The Pythagorean identity is a fundamental trigonometric concept that relates the squares of the sine, cosine, tangent, and secant functions. It is an essential tool when dealing with parametric equations, as it allows us to connect these trigonometric functions with each other and derive relationships between them.

The most common form of the Pythagorean identity is given by:

• \[ \sin^2 t + \cos^2 t = 1 \]
• Another useful form is related specifically to the secant and tangent functions:\[ \sec^2 t = 1 + \tan^2 t \]

In the context of transforming parametric equations to rectangular form, this identity can help eliminate the parameter \( t \).
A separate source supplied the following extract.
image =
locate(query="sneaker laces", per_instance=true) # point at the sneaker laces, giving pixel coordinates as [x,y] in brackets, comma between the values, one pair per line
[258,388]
By knowing that \( x = \sec t \) and \( y = \tan t \), you substitute these values into the Pythagorean identity for secant and tangent to create a new equation involving only \( x \) and \( y \). This equation is the key to unlocking the rectangular form.

Trigonometric functions like sine, cosine, tangent, and secant are core components of trigonometry. They describe the relationships between the angles and sides of triangles and are foundational in converting parametric to rectangular equations.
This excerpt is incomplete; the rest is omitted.